Am vierten Tag wird Karl wieder aus dem künstlichen Koma geweckt. Ein Neurologe wartet bereits, um sein Gehirn auf mögliche Schädigungen zu untersuchen. "Es gibt eine ganze Palette an Reaktionen", sagt Cieslinksi. "Sie reicht von ,der Patient ist verwirrt, erholt sich aber rasch' bis zu stark eingeschränkter Hirnleistung und Pflegefall." Doch offenbar war Helgas Herzdruckmassage wirksam genug - ihr Mann hat keine bleibenden Schäden. "Tatsächlich verlassen weniger als zehn Prozent der Wiederbelebten das Krankenhaus lebend und ohne Schädigungen", sagt Wastl.

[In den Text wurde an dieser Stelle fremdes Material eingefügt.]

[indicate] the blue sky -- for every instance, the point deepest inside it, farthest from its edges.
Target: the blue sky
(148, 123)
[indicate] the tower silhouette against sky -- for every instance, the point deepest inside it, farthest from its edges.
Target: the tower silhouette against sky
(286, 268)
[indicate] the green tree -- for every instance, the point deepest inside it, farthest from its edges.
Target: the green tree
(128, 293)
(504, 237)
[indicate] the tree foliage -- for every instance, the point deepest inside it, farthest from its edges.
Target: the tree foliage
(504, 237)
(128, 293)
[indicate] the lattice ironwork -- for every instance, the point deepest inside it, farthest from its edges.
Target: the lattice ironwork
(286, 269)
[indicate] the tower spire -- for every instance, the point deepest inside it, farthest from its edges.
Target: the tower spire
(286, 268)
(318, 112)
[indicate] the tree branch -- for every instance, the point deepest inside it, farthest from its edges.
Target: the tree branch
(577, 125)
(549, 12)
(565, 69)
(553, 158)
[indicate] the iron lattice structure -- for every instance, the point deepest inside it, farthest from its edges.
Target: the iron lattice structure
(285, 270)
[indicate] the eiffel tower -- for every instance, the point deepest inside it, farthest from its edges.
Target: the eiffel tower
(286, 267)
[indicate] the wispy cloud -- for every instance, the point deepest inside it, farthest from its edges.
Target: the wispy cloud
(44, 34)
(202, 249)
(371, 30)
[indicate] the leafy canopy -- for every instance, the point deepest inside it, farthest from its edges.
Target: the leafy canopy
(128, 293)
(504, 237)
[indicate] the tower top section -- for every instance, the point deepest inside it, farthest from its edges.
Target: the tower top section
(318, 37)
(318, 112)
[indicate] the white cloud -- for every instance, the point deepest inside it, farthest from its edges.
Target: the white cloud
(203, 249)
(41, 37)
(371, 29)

Krankenhaus Nordwest in Frankfurt ist auf Wiederbelebung spezialisiert

Bis Karl nach einer Woche Intensivstation in die Reha kommt, hat ein Logopäde mit ihm Schlucken und Essen geübt, ein Physiotherapeut hat ihm gezeigt, wie er aus dem Bett aufstehen kann.

"Die Patienten, die überleben, reißen die Stimmung im Team natürlich sehr nach oben", sagt Notfallmediziner Cieslinksi. "Und wir und die Kollegen der anderen Abteilungen freuen uns natürlich mit", sagt Oberarzt Wastl von der Intensivstation. Pflegebereichsleiter Kelbert nickt. "Das gibt uns allen die Kraft, weiterzumachen."

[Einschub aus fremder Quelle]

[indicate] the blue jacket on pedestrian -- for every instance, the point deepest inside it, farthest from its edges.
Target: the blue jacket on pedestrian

Bei der Herzdruckmassage übernimmt man quasi die Funktion des stillstehenden Herzens und pumpt durch externen Druck Blut durch die Adern und ins Gehirn. Dazu setzt man den Handballen in die Mitte des Brustkorbs, den zweiten Handballen auf den ersten, und drückt mit gestreckten Armen fünf bis sechs Zentimeter nach unten.

Krankenhaus Nordwest in Frankfurt: Herzdruckmassage kann helfen

Der Rhythmus sollte zwischen 100 und 120 Druckbewegungen pro Minute liegen. Das ist etwa so schnell wie der Takt in "Stayin' Alive" von den Bee Gees, "Like a Prayer" von Madonna oder "Dancing Queen" von Abba.

Lange galt: 30-mal drücken, zweimal beatmen. Doch es habe sich herausgestellt, dass das vielen zu unangenehm sei und sie deshalb ganz untätig blieben. Zudem seien die Atemwege oft so zu, dass die Luft bei dieser Technik gar nicht ankomme. Deshalb könne man auf die Beatmung verzichten und sich ganz auf die Herzmassage konzentrieren, sagt Notfallmediziner Gerhard Cieslinski vom Nordwestkrankenhaus.